Visualization of Surface Charge Carrier Diffusion Lengths in Different Perovskite Crystal Orientations Using 4D Electron Imaging

Abstract

Understanding charge carrier dynamics on the surface of materials at the nanometer and femtosecond scales is one of the key elements to optimizing the performance of light-conversion devices, including solar cells. Unfortunately, most of the pump-probe characterization techniques are surface-insensitive and obtain information from the bulk due to the large penetration depth of the pulses. However, ultrafast scanning electron microscopy (USEM) is superior in visualizing carrier dynamics at the surface with high spatial-temporal resolution. Here, the authors successfully used USEM to uncover the tremendous effect of surface orientations and termination on the charge carrier of MAPbI3 perovskite single crystals.
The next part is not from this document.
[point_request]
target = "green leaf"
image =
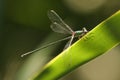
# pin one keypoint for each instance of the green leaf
(101, 39)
Time-resolved secondary electrons snapshots and density functional theory calculations clearly demonstrate that charge carrier diffusion, surface trap density, surface work function, and carrier concentration are strongly facet-dependent. The results display a diffusion length of 22 micrometers within 6.0 nanoseconds along (001) orientation. While (100) facet forms defect states that prevent carrier diffusion and shows an increase in the surface work function leading to dark contrast and fast charge carrier recombination. These findings provide a new key component to optimizing the surface of perovskites, thus paving the way for even more efficient and stable solar-cell devices based on perovskite single crystals.